可愛いものに目がないイゾルテが興奮し、二人そろって騒ぎはじめたはいいが、いったいそのワンピースをどうしたいのか、ソフィアたちにはさっぱりわからない。
アリーナのすることだから、おそらく何か意味のあることだと思うのだが――、話の雰囲気から行って、このワンピースを着せられるのは確実だろう。普段からドレスを着ているソフィアはまだいいが、いつもシャツとズボン姿のオリオンが、「ゴスロリ」風のワンピースにぞっとする気持ちもわかる。
オリオンはこの世界に転生する前も、基本的にパンツスタイルだった。スカートはあまり好きではなかったようで、高校の制服以外で彼女がスカートをはいたところをソフィアは見たことがない。それがいきなり「ゴスロリ」。うん、嫌に決まっている。
「で、アリーナ様。このワンピースを着るのは大賛成ですが、これを着て何をするんですか?」
訊くのも恐ろしいような気がしてソフィアたちが訊ねなかったことをイゾルテが質問した。
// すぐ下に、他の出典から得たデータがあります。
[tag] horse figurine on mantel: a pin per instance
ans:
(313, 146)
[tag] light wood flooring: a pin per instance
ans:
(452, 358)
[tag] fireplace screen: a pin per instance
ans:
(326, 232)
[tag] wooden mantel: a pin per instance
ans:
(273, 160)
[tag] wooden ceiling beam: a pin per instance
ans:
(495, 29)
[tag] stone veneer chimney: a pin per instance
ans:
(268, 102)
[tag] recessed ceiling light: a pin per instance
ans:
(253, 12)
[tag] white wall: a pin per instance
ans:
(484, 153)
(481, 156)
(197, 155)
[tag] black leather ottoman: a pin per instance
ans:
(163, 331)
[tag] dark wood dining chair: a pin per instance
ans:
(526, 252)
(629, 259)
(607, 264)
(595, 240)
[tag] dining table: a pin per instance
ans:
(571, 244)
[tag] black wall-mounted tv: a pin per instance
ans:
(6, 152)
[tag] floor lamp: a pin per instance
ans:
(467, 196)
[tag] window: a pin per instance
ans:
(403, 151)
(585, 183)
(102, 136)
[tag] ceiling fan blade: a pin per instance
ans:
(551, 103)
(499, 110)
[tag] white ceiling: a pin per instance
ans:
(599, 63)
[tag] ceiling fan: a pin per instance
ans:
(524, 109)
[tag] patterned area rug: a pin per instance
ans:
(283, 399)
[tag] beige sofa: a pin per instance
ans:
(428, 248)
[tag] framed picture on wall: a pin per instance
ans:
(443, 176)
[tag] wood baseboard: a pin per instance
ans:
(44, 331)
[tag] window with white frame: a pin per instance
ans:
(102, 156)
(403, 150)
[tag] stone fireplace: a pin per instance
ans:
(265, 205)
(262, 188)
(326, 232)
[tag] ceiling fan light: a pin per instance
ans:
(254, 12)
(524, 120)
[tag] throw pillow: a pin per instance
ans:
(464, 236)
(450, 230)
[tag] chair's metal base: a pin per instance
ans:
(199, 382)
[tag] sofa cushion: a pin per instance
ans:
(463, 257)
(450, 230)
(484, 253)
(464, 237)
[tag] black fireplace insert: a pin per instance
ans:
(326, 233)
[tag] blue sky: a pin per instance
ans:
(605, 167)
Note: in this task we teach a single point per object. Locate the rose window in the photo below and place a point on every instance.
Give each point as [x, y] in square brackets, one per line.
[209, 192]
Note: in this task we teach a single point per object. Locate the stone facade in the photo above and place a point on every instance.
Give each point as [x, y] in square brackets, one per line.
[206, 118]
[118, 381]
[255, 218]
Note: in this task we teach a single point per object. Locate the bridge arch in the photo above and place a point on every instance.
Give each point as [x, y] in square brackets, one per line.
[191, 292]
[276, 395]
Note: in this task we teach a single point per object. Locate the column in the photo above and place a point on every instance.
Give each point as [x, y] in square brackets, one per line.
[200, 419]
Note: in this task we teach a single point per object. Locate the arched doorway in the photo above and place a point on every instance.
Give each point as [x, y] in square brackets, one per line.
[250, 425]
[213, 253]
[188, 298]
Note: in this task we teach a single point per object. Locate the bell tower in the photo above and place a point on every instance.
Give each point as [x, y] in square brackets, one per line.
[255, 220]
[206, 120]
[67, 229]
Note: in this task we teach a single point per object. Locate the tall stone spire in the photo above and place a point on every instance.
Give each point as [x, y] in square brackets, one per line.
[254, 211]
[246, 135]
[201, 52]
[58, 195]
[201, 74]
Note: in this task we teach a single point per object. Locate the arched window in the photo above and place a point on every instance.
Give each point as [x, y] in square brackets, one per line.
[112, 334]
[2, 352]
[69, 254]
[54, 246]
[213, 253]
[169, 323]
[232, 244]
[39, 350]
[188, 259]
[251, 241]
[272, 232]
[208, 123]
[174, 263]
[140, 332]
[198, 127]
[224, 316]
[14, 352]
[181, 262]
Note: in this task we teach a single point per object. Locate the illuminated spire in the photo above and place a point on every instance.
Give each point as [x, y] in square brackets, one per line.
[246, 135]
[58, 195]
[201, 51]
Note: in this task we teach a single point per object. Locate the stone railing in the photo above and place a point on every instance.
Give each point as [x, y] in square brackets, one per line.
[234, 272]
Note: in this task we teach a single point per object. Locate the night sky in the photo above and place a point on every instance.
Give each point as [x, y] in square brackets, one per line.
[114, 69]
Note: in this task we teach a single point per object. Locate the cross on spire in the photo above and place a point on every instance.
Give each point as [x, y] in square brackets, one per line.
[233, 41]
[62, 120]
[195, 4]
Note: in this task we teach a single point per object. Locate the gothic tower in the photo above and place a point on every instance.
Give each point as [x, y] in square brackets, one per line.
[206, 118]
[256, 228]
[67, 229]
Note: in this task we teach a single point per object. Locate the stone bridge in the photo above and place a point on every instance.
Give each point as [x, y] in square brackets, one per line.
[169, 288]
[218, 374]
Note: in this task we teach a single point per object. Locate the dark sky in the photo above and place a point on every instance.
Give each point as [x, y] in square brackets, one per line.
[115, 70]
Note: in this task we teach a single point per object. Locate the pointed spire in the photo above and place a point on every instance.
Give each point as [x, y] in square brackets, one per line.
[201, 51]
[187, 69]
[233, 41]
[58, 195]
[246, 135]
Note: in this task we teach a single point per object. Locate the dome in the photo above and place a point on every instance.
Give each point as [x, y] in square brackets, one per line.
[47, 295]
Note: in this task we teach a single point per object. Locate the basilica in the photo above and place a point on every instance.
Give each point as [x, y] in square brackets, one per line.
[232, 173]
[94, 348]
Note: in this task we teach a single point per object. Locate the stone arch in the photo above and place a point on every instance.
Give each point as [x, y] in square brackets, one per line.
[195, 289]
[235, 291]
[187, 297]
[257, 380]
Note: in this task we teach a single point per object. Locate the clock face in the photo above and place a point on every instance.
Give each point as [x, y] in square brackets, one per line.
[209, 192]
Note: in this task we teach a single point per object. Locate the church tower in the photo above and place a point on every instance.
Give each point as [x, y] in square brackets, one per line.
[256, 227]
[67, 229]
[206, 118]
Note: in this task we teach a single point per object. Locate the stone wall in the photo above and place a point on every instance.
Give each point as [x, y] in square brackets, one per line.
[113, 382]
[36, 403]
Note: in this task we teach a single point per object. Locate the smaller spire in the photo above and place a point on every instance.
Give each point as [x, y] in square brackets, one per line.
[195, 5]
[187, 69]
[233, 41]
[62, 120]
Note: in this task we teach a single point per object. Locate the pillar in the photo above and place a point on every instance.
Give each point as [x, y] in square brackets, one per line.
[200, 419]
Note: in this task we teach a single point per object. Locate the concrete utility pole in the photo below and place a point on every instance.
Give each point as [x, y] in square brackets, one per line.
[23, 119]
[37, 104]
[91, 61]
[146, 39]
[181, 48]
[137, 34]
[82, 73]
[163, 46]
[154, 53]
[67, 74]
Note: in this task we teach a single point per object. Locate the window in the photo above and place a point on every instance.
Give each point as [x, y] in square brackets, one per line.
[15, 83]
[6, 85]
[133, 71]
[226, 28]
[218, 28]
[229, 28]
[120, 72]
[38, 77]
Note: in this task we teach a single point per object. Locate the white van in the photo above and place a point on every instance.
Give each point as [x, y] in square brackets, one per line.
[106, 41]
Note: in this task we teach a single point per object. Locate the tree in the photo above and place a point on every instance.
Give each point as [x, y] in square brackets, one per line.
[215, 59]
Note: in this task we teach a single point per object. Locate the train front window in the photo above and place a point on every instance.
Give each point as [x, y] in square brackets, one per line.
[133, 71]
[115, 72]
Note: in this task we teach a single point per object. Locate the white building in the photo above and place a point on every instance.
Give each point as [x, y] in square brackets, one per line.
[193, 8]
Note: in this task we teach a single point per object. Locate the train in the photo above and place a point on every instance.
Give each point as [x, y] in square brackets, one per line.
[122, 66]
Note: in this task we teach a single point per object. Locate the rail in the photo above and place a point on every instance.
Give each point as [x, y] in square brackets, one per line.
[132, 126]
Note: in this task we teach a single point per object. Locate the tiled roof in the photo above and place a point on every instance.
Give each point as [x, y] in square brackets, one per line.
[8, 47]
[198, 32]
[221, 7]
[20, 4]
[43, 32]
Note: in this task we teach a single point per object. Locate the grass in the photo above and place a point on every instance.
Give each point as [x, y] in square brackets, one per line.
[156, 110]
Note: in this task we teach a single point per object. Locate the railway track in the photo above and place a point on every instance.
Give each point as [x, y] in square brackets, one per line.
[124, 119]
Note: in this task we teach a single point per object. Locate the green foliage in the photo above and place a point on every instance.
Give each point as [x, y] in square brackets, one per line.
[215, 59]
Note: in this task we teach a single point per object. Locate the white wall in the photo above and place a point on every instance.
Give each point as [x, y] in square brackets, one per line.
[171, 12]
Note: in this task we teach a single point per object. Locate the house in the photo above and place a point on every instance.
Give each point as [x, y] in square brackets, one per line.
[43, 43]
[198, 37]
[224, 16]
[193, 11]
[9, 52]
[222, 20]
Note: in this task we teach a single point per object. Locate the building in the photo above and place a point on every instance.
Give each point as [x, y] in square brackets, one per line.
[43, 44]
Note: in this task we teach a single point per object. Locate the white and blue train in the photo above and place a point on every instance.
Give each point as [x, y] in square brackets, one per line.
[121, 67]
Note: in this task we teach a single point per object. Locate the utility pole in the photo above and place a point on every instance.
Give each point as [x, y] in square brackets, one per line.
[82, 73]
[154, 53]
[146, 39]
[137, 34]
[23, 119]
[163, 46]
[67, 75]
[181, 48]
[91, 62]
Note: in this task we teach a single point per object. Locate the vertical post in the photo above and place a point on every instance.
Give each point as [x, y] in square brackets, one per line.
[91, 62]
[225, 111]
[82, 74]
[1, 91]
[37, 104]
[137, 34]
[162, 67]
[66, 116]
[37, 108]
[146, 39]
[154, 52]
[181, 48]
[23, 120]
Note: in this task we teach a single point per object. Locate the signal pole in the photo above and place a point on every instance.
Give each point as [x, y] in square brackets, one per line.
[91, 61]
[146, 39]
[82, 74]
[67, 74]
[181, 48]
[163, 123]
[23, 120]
アリーナはイゾルテに薦められたエメラルドグリーンのワンピースを体に当てながら、ふふふと楽しそうに笑う。
「決まってるでしょ! 三日月亭で潜入捜査よ!」
「……はい?」
ソフィアは思わず目が点になった。
今、アリーナはすごいことを言わなかっただろうか?
まさかとは思うが、そのワンピースを着て三日月亭に張り込むつもりなのだろうか。悪目立ちもいいところである。
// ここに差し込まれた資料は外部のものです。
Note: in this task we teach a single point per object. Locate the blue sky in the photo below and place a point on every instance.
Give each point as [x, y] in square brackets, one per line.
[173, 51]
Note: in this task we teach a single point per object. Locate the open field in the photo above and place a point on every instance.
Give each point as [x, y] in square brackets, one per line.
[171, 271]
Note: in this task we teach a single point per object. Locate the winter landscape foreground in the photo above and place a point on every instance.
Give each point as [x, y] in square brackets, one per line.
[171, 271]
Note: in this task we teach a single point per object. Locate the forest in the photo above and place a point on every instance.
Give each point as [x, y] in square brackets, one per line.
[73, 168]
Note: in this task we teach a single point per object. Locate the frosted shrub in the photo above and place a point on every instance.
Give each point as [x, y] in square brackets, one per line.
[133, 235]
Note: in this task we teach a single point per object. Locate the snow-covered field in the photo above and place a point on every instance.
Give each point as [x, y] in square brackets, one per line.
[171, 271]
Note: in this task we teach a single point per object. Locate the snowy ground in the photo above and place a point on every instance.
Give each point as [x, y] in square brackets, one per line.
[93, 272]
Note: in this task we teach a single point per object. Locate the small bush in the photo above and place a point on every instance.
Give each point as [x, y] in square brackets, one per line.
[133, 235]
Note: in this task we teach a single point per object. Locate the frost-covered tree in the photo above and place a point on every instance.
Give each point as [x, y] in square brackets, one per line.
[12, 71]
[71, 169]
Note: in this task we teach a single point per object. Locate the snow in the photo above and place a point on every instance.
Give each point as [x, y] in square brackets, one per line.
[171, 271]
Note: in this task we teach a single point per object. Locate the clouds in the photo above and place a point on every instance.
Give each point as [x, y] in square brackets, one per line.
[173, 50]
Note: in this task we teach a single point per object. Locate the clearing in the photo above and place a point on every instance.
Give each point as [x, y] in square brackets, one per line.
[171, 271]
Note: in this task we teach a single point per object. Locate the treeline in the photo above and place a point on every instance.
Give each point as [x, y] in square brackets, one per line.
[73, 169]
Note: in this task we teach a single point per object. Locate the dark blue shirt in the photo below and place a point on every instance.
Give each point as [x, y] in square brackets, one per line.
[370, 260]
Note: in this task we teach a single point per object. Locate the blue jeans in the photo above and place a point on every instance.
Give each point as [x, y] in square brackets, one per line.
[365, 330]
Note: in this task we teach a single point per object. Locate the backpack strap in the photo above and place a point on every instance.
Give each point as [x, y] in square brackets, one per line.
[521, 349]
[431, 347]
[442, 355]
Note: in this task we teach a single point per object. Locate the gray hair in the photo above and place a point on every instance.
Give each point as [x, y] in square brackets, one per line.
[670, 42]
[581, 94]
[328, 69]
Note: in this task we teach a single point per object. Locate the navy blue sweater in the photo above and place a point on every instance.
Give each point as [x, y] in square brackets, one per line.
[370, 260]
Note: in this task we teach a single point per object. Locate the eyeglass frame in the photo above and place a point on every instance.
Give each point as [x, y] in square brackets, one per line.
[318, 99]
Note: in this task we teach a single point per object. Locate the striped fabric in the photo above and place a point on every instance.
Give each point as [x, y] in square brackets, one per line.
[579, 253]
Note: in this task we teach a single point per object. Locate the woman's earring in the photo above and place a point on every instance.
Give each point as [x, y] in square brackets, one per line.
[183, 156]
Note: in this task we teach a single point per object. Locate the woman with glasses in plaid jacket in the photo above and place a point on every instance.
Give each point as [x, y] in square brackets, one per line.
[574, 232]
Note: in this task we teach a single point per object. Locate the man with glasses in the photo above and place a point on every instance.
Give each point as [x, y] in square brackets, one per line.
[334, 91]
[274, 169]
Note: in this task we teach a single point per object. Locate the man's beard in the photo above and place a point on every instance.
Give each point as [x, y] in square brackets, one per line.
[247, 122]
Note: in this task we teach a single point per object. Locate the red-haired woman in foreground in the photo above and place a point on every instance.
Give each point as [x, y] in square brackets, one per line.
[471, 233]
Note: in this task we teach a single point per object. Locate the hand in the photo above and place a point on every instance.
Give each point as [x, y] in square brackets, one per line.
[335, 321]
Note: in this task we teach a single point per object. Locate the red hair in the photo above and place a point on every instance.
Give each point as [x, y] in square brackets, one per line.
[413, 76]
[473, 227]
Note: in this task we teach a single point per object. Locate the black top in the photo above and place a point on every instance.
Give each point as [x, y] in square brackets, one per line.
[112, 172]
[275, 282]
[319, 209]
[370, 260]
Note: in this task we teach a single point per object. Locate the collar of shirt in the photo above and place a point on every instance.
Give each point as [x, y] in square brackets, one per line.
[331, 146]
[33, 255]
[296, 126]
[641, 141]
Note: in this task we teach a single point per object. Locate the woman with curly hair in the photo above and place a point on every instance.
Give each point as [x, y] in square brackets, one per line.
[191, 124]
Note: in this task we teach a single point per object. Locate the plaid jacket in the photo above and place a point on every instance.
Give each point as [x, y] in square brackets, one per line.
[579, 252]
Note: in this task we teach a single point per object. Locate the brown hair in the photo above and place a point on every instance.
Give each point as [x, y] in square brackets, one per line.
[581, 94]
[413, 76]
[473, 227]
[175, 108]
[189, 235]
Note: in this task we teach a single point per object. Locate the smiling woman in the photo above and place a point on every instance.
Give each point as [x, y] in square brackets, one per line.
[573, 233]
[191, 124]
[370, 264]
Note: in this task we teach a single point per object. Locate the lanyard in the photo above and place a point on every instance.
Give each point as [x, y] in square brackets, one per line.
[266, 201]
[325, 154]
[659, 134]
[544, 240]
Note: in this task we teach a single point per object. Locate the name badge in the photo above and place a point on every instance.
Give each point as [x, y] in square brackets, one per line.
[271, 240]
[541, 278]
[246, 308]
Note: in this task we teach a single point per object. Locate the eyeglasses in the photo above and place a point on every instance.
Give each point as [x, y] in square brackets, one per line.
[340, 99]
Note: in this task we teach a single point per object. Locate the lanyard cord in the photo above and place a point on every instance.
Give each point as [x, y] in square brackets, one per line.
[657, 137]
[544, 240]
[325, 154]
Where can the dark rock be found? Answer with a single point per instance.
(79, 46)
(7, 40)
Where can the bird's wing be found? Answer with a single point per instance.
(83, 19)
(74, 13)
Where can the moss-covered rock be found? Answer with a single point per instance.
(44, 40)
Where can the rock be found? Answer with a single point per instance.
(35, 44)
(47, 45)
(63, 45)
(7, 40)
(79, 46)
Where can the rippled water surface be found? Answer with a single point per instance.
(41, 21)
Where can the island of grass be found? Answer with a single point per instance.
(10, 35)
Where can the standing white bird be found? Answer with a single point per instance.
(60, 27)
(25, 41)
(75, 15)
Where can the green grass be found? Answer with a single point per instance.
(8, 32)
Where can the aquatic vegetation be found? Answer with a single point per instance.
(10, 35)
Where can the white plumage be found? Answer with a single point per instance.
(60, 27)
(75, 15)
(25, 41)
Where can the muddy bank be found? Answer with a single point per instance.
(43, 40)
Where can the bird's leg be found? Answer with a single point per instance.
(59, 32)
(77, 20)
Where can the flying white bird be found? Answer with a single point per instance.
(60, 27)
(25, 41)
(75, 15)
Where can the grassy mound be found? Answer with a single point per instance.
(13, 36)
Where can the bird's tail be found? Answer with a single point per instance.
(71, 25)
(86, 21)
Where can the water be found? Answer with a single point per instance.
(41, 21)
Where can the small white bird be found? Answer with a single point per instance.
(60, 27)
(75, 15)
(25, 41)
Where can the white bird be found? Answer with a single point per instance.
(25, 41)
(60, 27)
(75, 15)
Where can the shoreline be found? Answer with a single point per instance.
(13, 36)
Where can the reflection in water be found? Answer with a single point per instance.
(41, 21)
「あんた、娘四人でそんなものを着て店に入ったら目立ちすぎて捜査なんてできるはずないでしょ」
オリオンがもっともらしく言うと、アリーナはふふんと鼻を鳴らした。
「あら、客として行くんじゃないわよ」
「じゃあ何するのよ」
「決まってるでしょ、給仕よ!」
「……メイド喫茶かよ!」
オリオンが額に手を当てて息を吐きだした。
「あら、三日月亭の主人に『社会奉仕の一環で一日だけお願いします』と言ったら二つ返事でオッケーくれたわよ?」
すでに三日月亭の主人にまで了承を取り付けてきているらしい。アリーナの行動力には舌を巻く。けれども、彼女がソフィアのために動いているのは明白なので、さすがに不安を覚えるものの、ソフィアは否とは言えそうもなかった。
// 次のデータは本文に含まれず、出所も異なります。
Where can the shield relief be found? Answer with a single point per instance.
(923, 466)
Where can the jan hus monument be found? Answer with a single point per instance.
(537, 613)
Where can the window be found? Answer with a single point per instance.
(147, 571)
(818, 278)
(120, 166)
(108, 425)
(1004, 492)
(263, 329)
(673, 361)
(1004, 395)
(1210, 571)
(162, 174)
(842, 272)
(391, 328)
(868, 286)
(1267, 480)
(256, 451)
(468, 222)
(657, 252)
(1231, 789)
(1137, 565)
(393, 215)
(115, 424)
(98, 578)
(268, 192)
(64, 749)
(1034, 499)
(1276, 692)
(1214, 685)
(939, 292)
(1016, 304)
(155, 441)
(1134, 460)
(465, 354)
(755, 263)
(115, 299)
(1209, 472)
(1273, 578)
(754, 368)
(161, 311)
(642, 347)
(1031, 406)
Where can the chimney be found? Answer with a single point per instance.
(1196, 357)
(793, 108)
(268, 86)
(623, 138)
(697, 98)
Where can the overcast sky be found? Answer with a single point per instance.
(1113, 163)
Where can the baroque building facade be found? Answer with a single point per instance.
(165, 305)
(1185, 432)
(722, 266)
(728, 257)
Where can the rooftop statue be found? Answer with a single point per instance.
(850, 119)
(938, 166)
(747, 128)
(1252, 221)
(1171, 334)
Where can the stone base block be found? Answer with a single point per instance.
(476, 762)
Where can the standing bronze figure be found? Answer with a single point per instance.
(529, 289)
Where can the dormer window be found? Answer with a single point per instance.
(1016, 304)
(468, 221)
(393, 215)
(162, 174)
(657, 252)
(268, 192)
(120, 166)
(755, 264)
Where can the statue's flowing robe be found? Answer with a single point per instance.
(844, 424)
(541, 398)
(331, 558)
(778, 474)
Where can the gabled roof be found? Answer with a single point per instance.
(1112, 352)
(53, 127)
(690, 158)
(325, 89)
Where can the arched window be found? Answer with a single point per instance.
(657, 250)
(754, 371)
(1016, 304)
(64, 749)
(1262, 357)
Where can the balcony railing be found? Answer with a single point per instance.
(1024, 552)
「さ、早くこれに着替えてちょうだい! 髪形も町娘風に変えるわよ! ソフィアはあのあたりじゃ顔が知られてるし、ついでにこのウィッグと、化粧で顔を変えて、この眼鏡もつけてね!」
「う、うん……」
イゾルテから焦げ茶色のウィッグと丸眼鏡を受け取って、ソフィアは覚悟を決めるかと肩を落とす。
一方オリオンは最後まで抵抗を続けて、「せめてもっとシンプルなワンピースをよこしなさいよ!」とゴスロリワンピースを手にわめいていた。